Saud menjelaskan, pihaknya telah menetapkan tujuh karyawan perusahaan perkebunan sebagai tersangka pembakar lahan. Kasusnya tengah didalami sebelum dilimpahkan ke kejaksaan.

Sebagian lahan terbakar diduga “lahan terlantar”

Anwar Sadat, Ketua Serikat Petani Sriwijaya (SPS), menduga sebagian besar lahan yang terbakar di sepanjang Jalan Raya Palembang-Inderalaya merupakan “lahan terlantar” alias mempunyai pemilik tapi tidak dimanfaatkan.

Oleh karena itu, pemerintah Sumatera Selatan harus menguji PP Nomor 11 Tahun 2010 tentang Penertiban dan Pendayagunaan Tanah Terlantar terhadap lahan yang setiap tahun selalu mengalami kebakaran tersebut. “Puluhan tahun lahan di sana terlantar. Semua orang tahu, apalagi lokasi berada di sepanjang jalan raya Palembang-Inderalaya, yang dapat dilihat siapa pun setiap hari,” ujar Sadat.

“Jika memang lahan tersebut tidak mampu dimanfaatkan oleh pemiliknya, baik perorangan maupun pemerintah, sesuai Pasal 3 PP No 11/2010, maka sebaiknya didistribusikan kepada masyarakat khususnya petani sehingga bermanfaat. Menghasilkan pangan, penghijauan terjadi, dan menjaga emisi karbon sebab sebagian lahan merupakan rawa gambut,” ujarnya.

Memanfaatkan lahan terlantar memiliki sejumlah proses. Pertama, tentunya memverifikasi lahan tersebut sebagai lahan terlantar. Ini dilakukan Badan Pertanahan Nasional (BPN).

Apabila lahan tersebut benar terlantar, maka langkah kedua adalah memberikan peringatan terhadap para pemiliknya. Peringatan dilakukan sebanyak tiga kali dengan jangka waktu setiap peringatan sebulan. “Jika peringatan tersebut tidak diindahkan, ya pemerintah dapat menetapkannya sebagai tanah terlantar,” ujar Sadat.
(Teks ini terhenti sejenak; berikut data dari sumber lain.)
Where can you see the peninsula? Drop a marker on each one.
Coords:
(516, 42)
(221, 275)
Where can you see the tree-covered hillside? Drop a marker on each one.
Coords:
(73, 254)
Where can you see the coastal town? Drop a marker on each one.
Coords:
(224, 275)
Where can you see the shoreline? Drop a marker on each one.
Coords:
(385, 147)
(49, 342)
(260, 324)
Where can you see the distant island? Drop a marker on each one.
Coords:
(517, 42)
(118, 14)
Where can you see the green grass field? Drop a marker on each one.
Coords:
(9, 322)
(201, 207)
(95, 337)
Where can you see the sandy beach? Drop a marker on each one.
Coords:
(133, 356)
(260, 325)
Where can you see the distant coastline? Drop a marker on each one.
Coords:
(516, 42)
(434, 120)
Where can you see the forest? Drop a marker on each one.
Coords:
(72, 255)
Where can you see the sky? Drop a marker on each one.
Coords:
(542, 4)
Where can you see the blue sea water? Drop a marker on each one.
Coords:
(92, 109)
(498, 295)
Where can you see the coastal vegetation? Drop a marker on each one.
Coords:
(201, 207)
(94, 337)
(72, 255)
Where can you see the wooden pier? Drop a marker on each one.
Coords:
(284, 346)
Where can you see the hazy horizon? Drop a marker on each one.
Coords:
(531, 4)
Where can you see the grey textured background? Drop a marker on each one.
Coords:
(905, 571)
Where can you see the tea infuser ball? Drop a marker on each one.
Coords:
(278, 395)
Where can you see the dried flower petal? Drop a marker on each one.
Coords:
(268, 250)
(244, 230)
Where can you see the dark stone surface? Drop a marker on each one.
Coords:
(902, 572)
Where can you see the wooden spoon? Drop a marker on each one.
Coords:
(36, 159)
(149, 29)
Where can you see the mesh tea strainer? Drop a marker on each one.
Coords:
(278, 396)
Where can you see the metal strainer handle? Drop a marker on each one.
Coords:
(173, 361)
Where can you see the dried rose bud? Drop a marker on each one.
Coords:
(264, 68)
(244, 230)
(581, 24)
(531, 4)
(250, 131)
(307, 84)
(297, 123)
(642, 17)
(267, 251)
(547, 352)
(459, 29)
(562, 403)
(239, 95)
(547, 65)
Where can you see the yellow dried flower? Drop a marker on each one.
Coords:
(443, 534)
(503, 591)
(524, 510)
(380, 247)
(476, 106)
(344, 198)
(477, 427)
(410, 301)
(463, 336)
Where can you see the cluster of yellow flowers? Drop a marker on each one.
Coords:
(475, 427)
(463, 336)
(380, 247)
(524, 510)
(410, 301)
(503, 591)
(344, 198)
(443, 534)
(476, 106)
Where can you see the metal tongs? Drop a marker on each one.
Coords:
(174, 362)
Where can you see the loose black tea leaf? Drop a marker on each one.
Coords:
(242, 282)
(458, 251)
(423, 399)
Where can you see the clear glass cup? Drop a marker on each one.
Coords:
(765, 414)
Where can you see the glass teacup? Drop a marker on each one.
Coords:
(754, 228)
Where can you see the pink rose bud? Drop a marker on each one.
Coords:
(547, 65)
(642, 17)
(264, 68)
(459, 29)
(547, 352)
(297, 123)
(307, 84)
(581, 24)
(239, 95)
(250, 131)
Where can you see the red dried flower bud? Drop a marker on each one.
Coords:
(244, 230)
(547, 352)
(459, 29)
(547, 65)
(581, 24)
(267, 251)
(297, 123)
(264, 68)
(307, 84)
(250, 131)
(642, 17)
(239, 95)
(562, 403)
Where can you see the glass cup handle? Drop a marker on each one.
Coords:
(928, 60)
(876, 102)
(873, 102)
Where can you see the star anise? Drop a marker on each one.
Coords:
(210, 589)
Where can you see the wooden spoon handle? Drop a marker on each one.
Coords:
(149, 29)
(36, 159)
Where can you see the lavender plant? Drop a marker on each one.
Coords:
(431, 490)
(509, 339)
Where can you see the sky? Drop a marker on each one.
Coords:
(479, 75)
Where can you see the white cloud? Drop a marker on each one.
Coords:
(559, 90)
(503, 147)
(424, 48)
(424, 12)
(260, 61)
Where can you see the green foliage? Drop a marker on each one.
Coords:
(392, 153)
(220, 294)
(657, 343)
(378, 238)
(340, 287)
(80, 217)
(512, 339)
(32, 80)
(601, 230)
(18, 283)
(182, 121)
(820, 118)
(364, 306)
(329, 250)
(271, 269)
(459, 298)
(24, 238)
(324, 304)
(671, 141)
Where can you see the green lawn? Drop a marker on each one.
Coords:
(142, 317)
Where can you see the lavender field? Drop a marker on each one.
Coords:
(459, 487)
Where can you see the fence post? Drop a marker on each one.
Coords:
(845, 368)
Ketiga, tanah terlantar tersebut dapat dimanfaatkan  untuk kepentingan masyarakat dan negara melalui reforma agraria dan program strategis negara serta untuk cadangan negara lainnya. “Tapi, sebaiknya diberikan kepada para petani. Sebab banyak petani di Sumsel tidak memiliki lahan. Kalau dikelola para petani, selain meningkatkan kesejahteraan rakyat, juga sepanjang jalan itu menjadi hijau, dan kebakaran lahan setiap tahun tersebut akan berkurang atau tidak akan terjadi lagi,” ujarnya.